Messenger molecules (transmitters) from other cells travel through the bloodstream and attach to specialized molecules on the surface of the target cell (called receptors).

99
Q

Explain how transmitters and receptors can resemble a lock and key.

A

Only transmitters with the right shape can dock at a particular receptor.

100
Q

What is a hormone? What kind of chemical is it? Give an example.

A

Hormones are a transmitter chemical that are produced somewhere in your body and act on a different part.
Eg. adrenaline is produced in your brain but acts all over your body.

101
Q

True or false: certain viruses/bacteria can mimic harmless molecules.

A

True

102
Q

How can an immune system fight invaders?

A

It must identify them based on the markers on their cell membranes.

103
Q

The understanding of cell communication allows us to…? (3 points)

A
  • Diagnose diseases carried by viruses/bacteria
  • Diagnose diseases of the immune system
  • Make more targeted, more effective medications
104
Q

What is x-ray crystallography?

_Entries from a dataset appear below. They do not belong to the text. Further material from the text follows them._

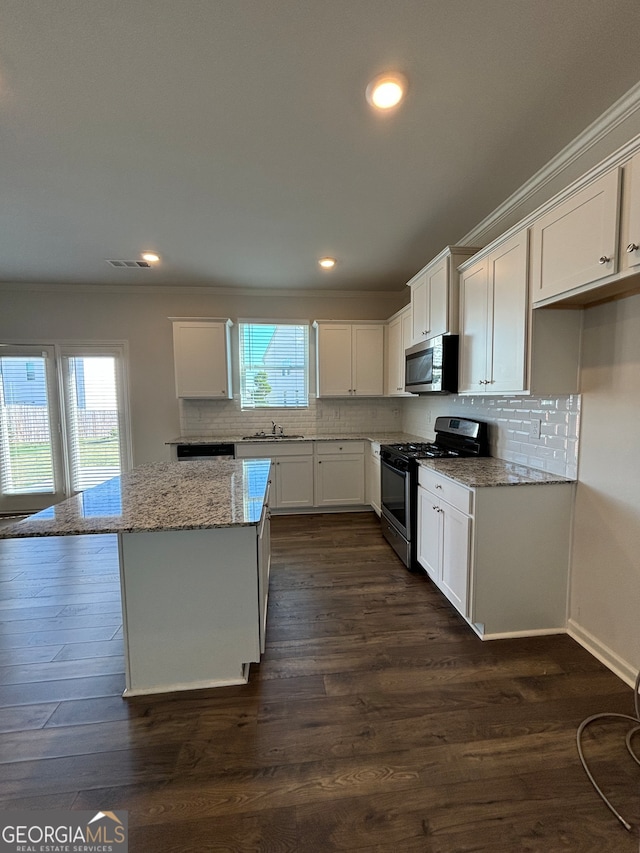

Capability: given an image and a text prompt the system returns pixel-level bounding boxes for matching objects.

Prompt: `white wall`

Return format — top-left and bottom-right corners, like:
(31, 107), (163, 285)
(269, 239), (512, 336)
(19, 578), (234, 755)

(570, 296), (640, 681)
(0, 285), (408, 465)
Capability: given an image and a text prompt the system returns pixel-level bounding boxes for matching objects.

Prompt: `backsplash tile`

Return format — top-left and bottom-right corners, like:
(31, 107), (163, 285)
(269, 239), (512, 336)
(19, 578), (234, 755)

(402, 394), (581, 478)
(179, 394), (581, 478)
(179, 397), (403, 438)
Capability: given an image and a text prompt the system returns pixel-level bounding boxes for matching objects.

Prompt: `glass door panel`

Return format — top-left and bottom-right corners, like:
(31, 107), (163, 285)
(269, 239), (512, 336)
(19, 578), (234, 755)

(0, 347), (64, 513)
(64, 355), (122, 492)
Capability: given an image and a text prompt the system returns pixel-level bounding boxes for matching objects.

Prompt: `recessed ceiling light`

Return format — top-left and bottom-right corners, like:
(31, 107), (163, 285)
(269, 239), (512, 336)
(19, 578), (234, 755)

(318, 258), (336, 270)
(366, 72), (407, 110)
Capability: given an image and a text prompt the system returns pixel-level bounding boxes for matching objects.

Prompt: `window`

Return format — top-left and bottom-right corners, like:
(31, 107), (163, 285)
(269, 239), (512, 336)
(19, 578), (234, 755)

(0, 343), (131, 512)
(239, 322), (309, 409)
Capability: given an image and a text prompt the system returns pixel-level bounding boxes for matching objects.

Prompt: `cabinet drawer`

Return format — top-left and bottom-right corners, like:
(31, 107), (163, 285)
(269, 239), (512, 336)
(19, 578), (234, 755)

(418, 465), (473, 515)
(316, 441), (364, 456)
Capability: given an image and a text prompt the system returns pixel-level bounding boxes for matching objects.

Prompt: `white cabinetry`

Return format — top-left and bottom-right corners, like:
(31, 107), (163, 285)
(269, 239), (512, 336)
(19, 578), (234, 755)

(385, 305), (413, 397)
(258, 483), (271, 654)
(236, 440), (314, 510)
(367, 441), (380, 515)
(459, 229), (529, 394)
(458, 228), (582, 394)
(171, 317), (232, 399)
(315, 441), (365, 507)
(418, 466), (573, 639)
(313, 320), (384, 397)
(531, 168), (620, 302)
(620, 151), (640, 273)
(405, 246), (477, 348)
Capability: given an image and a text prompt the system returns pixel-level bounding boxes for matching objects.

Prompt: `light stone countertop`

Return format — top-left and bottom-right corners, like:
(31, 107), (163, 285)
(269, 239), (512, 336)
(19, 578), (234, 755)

(0, 459), (271, 539)
(165, 431), (430, 445)
(420, 456), (575, 489)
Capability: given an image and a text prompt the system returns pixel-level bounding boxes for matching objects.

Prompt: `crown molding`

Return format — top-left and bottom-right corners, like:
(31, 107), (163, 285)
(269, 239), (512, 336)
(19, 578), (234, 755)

(0, 281), (404, 300)
(458, 82), (640, 246)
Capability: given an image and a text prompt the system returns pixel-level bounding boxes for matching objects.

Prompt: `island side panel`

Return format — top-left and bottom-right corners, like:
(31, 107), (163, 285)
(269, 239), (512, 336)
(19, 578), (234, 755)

(119, 526), (260, 696)
(470, 483), (573, 639)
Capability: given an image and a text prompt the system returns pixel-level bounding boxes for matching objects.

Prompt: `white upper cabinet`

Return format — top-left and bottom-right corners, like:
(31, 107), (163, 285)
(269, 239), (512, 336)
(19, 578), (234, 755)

(459, 229), (528, 394)
(458, 228), (582, 394)
(620, 151), (640, 273)
(171, 317), (232, 399)
(406, 246), (478, 347)
(385, 305), (413, 397)
(531, 168), (620, 303)
(314, 320), (384, 397)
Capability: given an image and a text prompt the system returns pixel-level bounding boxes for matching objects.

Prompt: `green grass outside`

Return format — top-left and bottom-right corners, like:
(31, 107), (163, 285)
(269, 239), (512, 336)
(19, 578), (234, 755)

(9, 436), (120, 491)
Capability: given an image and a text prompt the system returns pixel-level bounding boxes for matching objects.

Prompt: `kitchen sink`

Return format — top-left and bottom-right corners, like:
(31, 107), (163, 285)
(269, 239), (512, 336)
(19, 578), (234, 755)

(242, 433), (304, 441)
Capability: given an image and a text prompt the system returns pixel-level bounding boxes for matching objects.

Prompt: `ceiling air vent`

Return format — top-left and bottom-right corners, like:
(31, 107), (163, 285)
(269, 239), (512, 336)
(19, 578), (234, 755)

(107, 261), (151, 270)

How has it helped to advance biology?

A

It uses x-rays, computers, and sensors to allow scientists to learn the details of molecular structure and help understand how molecules work. It was essential to the studies that led to the model of the DNA molecule.

105
Q

How is GFP technology advancing genetic studies?

A

It is being used to study degenerative diseases like Huntington’s, Alzheimer’s, and Parkinson’s. Scientists compare healthy tissue and tissue affected by these diseases.